Dr. Pankaj M. Madhani notes in his research paper that in the United States the corporate governance model is mainly centered around strong leaders, CEOs and directors. The United Kingdom revolves around block holders. This is due to differences in the economic landscape. The paper describes the United States market culture as highly competitive. The government's role is simply to provide a fair economic playground for companies to compete in.

On the contrary the United Kingdom borrows some aspects from the German economic model, emphasising cooperation between government, stakeholders and shareholders of the company. Madhani notes that the UK model leaves some room for employee determination, whereas the US governance system almost completely excludes employees from the process of corporate governance and decision making.

Business Taxation Models In the UK and U.S.

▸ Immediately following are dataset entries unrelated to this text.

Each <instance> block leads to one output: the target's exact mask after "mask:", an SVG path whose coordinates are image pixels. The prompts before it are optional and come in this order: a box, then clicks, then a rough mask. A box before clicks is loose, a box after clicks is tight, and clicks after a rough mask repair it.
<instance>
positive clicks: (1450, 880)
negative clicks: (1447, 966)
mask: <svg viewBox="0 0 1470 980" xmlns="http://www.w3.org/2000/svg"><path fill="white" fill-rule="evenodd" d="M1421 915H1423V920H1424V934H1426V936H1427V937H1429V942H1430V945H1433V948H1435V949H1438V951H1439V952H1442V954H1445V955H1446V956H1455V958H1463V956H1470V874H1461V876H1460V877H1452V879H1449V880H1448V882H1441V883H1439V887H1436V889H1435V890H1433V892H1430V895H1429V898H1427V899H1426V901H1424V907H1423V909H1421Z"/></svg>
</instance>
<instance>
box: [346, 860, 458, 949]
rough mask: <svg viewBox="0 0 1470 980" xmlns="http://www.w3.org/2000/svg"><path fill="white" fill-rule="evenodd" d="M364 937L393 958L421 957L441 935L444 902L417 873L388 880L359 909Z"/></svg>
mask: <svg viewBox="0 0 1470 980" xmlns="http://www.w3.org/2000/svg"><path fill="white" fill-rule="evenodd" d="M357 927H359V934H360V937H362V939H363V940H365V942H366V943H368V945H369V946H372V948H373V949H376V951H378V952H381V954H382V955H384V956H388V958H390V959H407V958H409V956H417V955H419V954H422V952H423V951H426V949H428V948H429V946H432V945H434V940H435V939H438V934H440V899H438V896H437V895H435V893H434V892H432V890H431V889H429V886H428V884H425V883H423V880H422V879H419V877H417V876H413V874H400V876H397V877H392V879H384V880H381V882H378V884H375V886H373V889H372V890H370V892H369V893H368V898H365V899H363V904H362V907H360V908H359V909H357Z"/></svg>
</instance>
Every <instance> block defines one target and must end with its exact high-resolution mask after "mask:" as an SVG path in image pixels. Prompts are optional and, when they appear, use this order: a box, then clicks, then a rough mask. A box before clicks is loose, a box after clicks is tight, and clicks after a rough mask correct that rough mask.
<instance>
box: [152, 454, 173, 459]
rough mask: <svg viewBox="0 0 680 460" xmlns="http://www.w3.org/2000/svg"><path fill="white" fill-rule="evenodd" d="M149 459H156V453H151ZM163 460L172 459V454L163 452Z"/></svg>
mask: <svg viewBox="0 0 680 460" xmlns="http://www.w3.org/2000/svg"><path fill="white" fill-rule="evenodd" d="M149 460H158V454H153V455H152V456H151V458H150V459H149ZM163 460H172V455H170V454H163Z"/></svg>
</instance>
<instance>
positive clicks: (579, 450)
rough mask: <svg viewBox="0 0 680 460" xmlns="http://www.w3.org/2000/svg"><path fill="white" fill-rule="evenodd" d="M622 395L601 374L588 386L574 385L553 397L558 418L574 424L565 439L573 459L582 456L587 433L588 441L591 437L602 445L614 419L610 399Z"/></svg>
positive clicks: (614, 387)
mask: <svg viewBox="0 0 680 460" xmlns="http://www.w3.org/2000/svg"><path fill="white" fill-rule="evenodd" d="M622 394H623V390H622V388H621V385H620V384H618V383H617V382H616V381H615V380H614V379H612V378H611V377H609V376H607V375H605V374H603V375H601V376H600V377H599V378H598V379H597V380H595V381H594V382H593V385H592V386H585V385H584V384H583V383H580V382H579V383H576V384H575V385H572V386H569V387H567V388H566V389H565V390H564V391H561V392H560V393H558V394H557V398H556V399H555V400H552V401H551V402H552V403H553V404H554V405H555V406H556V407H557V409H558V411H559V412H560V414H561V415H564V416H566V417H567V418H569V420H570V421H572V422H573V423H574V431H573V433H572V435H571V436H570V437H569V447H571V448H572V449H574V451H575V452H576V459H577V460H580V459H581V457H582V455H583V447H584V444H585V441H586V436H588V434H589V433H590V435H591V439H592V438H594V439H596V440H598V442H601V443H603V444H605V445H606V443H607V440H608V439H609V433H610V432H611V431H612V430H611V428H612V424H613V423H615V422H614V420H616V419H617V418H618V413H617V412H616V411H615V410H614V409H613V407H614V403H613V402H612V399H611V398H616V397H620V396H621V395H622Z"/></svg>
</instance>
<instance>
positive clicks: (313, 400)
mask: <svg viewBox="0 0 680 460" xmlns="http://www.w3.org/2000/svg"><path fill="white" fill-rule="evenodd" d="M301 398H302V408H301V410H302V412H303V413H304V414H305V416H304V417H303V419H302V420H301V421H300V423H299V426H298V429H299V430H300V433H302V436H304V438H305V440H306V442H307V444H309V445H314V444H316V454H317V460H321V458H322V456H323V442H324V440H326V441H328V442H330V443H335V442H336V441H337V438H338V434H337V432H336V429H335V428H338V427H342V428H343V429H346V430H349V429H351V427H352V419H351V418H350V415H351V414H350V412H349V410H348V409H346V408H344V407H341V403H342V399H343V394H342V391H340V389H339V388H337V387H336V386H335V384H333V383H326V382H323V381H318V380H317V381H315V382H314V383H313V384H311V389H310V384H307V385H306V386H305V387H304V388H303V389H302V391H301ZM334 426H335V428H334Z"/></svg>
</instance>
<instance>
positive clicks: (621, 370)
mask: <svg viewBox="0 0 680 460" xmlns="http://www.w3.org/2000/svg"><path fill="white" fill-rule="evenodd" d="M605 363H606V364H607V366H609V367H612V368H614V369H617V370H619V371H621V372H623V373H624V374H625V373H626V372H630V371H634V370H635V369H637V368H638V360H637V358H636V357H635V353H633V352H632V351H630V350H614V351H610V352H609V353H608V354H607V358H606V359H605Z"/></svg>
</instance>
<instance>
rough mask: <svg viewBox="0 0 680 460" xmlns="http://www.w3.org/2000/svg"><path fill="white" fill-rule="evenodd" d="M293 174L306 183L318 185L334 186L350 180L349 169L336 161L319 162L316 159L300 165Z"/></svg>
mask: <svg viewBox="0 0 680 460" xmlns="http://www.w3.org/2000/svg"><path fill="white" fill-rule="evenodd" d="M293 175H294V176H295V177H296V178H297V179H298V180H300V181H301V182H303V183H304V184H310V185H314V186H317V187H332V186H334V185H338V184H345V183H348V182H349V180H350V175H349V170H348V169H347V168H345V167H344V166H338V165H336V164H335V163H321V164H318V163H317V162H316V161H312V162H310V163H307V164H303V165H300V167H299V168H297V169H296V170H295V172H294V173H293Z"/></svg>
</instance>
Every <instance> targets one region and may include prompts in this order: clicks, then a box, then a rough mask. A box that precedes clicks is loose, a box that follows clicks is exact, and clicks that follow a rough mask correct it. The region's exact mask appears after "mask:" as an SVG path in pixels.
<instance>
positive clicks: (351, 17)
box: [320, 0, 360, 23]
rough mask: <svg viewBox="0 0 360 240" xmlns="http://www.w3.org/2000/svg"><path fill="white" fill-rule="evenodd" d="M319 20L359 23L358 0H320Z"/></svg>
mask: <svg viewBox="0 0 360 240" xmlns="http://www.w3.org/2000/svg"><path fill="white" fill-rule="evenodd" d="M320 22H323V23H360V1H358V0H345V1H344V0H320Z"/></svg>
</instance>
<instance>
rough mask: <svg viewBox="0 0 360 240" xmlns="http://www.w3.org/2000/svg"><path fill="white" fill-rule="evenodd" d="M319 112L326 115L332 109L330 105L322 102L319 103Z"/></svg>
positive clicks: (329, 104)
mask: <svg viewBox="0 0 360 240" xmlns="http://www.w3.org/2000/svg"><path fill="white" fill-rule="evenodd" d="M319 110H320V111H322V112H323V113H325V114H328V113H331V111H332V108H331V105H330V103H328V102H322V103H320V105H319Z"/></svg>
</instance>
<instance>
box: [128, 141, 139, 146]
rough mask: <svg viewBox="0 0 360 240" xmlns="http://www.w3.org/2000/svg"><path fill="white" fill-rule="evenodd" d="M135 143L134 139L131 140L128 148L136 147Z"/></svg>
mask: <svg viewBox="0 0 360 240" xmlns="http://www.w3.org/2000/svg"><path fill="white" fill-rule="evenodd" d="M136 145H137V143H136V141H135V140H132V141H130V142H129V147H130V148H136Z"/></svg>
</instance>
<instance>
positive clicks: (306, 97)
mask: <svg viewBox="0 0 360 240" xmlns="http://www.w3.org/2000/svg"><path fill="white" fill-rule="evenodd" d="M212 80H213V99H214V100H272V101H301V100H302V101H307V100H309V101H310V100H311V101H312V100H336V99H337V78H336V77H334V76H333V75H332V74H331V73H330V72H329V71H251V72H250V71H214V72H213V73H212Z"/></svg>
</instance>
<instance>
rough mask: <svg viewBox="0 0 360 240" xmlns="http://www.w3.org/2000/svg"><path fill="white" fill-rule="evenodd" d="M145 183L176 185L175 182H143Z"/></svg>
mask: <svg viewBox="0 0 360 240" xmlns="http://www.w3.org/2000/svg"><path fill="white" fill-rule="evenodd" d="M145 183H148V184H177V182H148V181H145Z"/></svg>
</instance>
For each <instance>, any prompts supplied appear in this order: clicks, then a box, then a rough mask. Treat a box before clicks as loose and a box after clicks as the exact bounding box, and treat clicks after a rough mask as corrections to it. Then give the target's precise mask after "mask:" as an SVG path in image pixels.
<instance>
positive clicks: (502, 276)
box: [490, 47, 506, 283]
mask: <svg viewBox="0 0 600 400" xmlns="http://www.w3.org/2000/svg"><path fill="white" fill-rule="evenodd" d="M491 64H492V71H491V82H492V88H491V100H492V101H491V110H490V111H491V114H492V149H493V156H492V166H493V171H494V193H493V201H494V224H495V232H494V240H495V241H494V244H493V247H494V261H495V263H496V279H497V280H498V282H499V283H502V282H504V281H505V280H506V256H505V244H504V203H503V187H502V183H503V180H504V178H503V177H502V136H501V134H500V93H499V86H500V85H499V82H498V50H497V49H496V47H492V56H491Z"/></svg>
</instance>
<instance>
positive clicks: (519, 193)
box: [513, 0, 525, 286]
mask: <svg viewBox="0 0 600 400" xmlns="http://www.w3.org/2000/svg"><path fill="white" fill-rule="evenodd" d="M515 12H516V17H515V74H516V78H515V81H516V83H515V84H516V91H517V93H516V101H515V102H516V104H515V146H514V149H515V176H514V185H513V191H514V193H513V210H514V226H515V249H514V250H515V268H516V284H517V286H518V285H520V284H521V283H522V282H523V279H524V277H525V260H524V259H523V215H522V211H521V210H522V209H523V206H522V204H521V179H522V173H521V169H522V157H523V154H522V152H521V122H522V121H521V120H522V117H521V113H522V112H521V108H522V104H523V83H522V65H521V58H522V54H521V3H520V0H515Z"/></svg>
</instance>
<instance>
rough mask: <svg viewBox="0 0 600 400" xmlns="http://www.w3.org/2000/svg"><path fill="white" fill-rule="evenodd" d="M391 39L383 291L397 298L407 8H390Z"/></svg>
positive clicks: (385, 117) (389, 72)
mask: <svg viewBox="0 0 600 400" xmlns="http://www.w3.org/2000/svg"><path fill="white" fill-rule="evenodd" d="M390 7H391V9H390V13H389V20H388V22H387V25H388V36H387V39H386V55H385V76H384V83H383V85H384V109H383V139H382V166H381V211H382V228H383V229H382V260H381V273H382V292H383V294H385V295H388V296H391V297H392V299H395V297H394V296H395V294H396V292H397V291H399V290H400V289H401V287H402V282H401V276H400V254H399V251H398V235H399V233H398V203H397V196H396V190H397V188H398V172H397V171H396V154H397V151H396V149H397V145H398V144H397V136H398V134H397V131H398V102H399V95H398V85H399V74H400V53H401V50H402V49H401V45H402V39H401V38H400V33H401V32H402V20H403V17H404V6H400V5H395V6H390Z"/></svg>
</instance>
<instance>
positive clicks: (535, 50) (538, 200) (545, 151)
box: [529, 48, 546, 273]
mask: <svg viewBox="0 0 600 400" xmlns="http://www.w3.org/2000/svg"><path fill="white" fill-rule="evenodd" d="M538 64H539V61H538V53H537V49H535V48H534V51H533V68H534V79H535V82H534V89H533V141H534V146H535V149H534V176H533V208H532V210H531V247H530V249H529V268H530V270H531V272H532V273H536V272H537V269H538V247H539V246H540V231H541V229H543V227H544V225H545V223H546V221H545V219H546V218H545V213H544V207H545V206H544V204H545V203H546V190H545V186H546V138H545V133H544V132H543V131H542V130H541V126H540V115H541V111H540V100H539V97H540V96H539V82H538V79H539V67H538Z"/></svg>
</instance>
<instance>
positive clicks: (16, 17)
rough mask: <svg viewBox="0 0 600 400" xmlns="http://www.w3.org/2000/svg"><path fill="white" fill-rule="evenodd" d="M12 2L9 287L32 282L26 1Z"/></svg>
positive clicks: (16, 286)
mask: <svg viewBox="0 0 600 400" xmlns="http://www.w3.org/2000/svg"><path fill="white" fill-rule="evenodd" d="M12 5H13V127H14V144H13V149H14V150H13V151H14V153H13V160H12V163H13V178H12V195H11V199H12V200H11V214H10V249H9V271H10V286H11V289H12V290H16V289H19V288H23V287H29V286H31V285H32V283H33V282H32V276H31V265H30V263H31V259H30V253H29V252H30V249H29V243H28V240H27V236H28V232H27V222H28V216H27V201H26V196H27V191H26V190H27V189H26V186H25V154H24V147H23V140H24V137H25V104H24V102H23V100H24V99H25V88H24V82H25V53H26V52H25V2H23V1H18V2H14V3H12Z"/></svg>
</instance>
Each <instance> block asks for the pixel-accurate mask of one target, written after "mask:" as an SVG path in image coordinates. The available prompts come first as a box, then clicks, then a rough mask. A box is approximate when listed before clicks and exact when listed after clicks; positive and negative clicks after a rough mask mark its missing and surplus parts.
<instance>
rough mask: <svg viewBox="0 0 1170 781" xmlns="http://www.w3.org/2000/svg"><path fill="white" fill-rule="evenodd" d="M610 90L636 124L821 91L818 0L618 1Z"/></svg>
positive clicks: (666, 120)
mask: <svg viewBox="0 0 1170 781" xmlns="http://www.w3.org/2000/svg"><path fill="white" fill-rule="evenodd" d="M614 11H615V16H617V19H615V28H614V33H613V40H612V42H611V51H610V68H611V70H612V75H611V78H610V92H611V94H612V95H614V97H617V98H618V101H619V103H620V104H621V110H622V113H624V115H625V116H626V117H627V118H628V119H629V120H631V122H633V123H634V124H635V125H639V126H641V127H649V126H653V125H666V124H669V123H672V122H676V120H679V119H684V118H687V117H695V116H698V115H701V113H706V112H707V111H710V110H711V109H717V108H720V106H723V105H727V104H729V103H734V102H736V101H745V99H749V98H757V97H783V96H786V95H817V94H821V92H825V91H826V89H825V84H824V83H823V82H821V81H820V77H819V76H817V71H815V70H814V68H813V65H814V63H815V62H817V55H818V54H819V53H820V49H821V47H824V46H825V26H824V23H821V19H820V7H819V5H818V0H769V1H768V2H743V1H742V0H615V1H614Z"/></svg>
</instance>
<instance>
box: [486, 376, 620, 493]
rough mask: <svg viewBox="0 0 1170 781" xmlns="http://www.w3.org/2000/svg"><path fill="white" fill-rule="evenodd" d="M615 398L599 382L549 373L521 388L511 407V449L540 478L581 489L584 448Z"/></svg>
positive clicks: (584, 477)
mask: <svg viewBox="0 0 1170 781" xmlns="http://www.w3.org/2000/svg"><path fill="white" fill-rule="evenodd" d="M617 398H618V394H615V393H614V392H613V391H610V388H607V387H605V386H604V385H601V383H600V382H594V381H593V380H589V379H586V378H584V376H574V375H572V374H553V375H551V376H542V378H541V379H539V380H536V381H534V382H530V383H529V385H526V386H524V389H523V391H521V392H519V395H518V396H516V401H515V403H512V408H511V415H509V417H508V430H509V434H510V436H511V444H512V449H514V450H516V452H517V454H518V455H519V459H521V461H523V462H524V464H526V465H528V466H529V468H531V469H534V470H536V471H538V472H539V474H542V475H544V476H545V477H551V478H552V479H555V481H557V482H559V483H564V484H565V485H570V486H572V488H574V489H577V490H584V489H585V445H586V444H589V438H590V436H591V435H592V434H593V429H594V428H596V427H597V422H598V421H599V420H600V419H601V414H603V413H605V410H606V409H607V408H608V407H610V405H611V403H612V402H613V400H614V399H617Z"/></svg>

A United Kingdom company is typically subject to UK corporation tax on the income profits and capital profits. Normally corporation tax is paid nine months after the end of the accounting period. Companies who meet certain profit thresholds may have the option of paying taxes in four equal instalments. Trading profits are calculated by deducting certain reliefs and/or allowances together with expenses incurred exclusively for the purposes of trade. Trading profits are taxed on an accruals basis and capital gains are generally taxed on realisation.

In the United States taxes become a little tricky. Corporate tax is generally imposed on the federal, state, and local levels on the income of entities identified for tax purposes as corporations. State and local taxes and rules vary by jurisdiction, though many are based on federal definitions. Corporations are expected to file tax returns annually and must make quarterly tax payments. Groups of corporations controlled by the same owners may have the option of filing a consolidated return.

Double Taxation

The issue of double taxation is a complicated one. In the United States income earned by C corporations is taxed at a statutory federal rate, plus state corporate taxes. After paying the corporate income tax the corporation has the option of distributing the after-tax profits to shareholders (usually in the form of dividends), reinvesting, or holding the after-tax earnings. If a corporation chooses to distribute dividends, those are taxed at different rates. States may levy additional taxes on dividends.

The UK, on the other hand, has an extensive network of double tax treaties which attempts to clarify what income is taxed in which country. However if the matter cannot be resolved via the treaties then some statutory reliefs may become applicable.

A Few Final Words

Corporate governance systems in the United States and the United Kingdom have some similarities regarding ownership dispersal and the connection with the legal system. However, different factors heavily influenced the trajectory in which both nations would evolve in their approach to corporate governance. The UK moved closer towards European standards, whereas the U.S. mostly developed on its own.